The NOXA/Mcl-1 axis has been reported to be involved in chemotherapeutically-induced apoptosis in numerous types of tumor cells (12,13). To characterize the molecular mechanism of pemetrexed-induced apoptosis in human ESCC cells, the expression levels of proteins following treatment with pemetrexed were analyzed. Western blot analysis revealed that the expression of NOXA was upregulated in a concentration-dependent manner following treatment with pemetrexed. By contrast, the expression levels of Mcl-1 decreased (Fig. 6A and B). These results indicated that the NOXA/Mcl-1 axis may be involved in pemetrexed-induced apoptosis in human ESCC cells. The expression level of Bcl-2, which is another member of the Bcl-2 family, was also detected and the western blotting results demonstrated that Bcl-2 was downregulated following treatment with pemetrexed (Fig. 6C and D). In summary, pemetrexed may induce mitochondrial apoptosis in human ESCC cells.

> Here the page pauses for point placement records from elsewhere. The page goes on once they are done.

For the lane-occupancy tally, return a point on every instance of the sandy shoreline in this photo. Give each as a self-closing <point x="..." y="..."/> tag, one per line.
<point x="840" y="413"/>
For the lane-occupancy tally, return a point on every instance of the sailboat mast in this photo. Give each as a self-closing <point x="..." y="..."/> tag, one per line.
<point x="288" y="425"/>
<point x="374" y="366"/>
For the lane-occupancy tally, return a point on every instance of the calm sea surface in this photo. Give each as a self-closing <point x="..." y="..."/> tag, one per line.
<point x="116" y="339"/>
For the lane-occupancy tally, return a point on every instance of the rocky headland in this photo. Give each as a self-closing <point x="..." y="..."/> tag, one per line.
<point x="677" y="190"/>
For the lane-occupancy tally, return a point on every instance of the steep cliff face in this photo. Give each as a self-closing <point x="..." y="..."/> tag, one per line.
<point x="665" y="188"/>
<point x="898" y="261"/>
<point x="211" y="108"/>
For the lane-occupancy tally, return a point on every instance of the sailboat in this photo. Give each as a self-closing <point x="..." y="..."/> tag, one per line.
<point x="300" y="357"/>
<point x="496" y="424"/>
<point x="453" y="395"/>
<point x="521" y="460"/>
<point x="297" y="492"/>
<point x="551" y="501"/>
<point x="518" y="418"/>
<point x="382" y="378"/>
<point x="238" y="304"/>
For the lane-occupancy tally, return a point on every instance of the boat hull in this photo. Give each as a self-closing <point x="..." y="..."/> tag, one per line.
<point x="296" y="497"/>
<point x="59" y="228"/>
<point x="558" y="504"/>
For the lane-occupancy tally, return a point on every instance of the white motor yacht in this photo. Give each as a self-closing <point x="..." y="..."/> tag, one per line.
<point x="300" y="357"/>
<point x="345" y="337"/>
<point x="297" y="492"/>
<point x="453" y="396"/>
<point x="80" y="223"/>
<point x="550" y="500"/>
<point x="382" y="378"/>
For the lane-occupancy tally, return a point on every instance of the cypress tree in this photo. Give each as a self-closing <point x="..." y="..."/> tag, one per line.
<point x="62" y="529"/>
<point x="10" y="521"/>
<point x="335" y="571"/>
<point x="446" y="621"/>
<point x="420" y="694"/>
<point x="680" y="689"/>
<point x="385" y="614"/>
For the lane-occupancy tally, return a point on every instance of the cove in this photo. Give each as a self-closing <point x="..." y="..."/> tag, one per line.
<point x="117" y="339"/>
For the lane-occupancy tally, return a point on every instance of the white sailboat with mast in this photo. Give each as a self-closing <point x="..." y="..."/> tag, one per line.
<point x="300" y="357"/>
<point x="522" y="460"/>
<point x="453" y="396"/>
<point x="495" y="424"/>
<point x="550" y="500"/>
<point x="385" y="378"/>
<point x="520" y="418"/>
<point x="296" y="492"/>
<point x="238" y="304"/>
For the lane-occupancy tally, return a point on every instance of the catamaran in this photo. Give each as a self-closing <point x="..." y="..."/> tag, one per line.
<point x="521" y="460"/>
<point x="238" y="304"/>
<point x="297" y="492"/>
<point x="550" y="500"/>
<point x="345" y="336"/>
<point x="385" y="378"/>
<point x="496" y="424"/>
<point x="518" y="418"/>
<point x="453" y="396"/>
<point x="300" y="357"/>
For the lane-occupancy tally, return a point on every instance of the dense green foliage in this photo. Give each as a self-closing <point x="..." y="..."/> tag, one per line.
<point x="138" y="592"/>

The ER response has been reported to be activated by chemotherapeutics while inducing apoptosis in cancer cells (12,20). To determine whether pemetrexed triggers ER stress in human ESCC cells, a number of relevant proteins in the ER stress pathway were examined. The results illustrated that the marker proteins IRE1α, Bip and CHOP were upregulated in a concentration-dependent manner following treatment with pemetrexed (Fig. 7). These results indicated that pemetrexed may trigger ER stress in human ESCC cells.